Unsupervised learning

Unlike supervised learning, unsupervised learning uses input data (x) only and no corresponding output variables.

The goal for unsupervised learning is to use algorithms to analyze and cluster unlabeled datasets. And as implied in the name, it doesn’t require user supervision. While working on its own, the algorithms learn what is normal, and then apply a statistical test to determine if a specific data point is an anomaly.

Unsupervised learning problems are grouped into clustering and association problems.

  • Clustering: The inherent groupings in the data, such as grouping customers by purchasing behavior.
  • Association: Rules that describe large portions of your data, such as people that buy X also tend to buy Y.

Semi-supervised learning

Semi-supervised learning is, as you can probably guess, a mix of supervised and unsupervised learning. It includes a supervised learning algorithm for the task with the ability to train your model without labeling every training example.

 

Anomaly detection: Semi-supervised learning

When it comes to anomaly detection, implementing semi-supervised learning is the preferred option.

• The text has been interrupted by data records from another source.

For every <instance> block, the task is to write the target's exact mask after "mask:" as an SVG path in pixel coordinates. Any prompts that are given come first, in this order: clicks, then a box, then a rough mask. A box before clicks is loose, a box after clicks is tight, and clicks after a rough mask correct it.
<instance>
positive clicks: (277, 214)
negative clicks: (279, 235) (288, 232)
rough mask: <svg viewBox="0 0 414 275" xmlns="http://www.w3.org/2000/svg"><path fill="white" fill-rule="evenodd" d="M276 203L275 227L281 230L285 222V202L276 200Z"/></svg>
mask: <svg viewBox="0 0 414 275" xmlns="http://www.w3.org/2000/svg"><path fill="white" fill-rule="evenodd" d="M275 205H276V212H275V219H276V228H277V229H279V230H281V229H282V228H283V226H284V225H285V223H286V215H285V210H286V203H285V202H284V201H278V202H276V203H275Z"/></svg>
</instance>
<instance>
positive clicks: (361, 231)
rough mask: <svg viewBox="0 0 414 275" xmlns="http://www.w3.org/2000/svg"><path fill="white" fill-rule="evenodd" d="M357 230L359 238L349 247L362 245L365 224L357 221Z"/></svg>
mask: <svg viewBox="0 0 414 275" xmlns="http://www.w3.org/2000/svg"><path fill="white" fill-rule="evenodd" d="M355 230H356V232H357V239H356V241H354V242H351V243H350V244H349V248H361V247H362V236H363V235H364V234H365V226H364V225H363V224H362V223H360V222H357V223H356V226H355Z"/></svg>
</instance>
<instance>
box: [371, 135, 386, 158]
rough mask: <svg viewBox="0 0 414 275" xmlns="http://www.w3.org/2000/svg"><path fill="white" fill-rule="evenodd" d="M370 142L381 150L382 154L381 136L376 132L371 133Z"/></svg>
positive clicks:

Most data classifications should be done in an unsupervised manner (without human interaction). However, you should still have the option to feed algorithms with datasets valuable to creating baselines of business-as-usual behavior. A hybrid approach ensures that you can scale anomaly detection with the flexibility to make manual rules regarding specific anomalies.

Summary

Anomaly detection, when combined with supervised and unsupervised machine learning, is one of several ways to make the most of your data.